Oral Presentation NSW State Cancer Conference 2023

Treatment response assessment with quantitative imaging biomarkers in prostate cancer treated with radiation and androgen deprivation therapy (#51)

Yu-Feng Wang 1 2 , Sirisha Tadimalla 1 3 , Lois Holloway 2 4 , Niluja Thiruthaneeswaran 5 6 , Annette Haworth 1
  1. The University of Sydney, Camperdown, NEW SOUTH WALES, Australia
  2. Ingham Institute for Applied Medical Research, Sydney
  3. Sydney West Radiation Oncology Network, Western Sydney Local Health District, Sydney
  4. South Western Sydney Clinical School, University of New South Wales, Sydney
  5. Sydney Medical School, University of Sydney, Sydney
  6. Crown Princess Mary Cancer Centre, Westmead Hospital, Sydney

Introduction: Primary radiation therapy (RT) of prostate cancer (PCa), particularly high-risk disease, is commonly combined with neoadjuvant androgen deprivation therapy (ADT). As recurrence of PCa after RT is not uncommon, early detection of non-responding disease is needed to allow salvage therapies to be offered. [1] Quantitative parameters extracted from magnetic resonance imaging (MRI and qMRI parameters), correlated to underlying tissue biological and functional characteristics, can potentially provide a means for response monitoring and early detection of local recurrence. [2] The impact of ADT on the potential to monitor treatment response with qMRI parameters, however, remains unclear. In this prospective study, the potential of qMRI as a biomarker of response through RT in patients treated with and without ADT was therefore investigated.
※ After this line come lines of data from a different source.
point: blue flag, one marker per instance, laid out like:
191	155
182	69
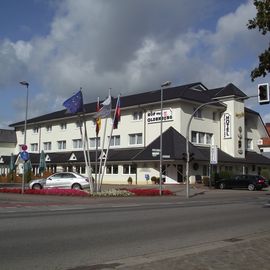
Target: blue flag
75	103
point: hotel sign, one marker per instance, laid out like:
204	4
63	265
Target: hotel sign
155	116
213	154
227	126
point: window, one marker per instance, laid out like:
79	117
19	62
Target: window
47	146
63	126
77	143
35	130
115	140
201	137
93	142
61	145
208	137
194	136
198	113
129	169
34	147
249	144
112	169
49	128
135	138
137	115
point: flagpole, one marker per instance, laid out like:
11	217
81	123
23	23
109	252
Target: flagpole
101	156
84	154
97	131
88	156
102	148
107	152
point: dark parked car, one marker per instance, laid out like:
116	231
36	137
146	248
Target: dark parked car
252	182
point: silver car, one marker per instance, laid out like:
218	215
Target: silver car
61	180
Methods: Twenty-one patients were recruited to the Sequential Imaging Biofocussed Radiotherapy clinical trial (UTN U1111-1221-9589) between May and December 2019. Thirteen patients received neoadjuvant ADT prior to RT (2 – 4 months), with median duration of 22 months (range 4 – 24 months). Multiparametric MRI was acquired at pre-ADT (ADT patients only), pre-RT, and at 6-, 12- and 18- months post-RT. ADC, D, f, HS, R2*, T1, Ktrans, kep, ve maps were generated from diffusion weighted (DWI) and dynamic contrast enhanced imaging (DCE) at each time point and deformably registered to the baseline (first) scan. Tumour regions were segmented on the T2w, DWI, and ADC maps from the baseline scan using an inhouse developed deep learning model. Statistical significance of the treatment-related changes in the mean qMRI parameter values in the tumour was assessed with rANOVA and post hoc two-tailed t-test.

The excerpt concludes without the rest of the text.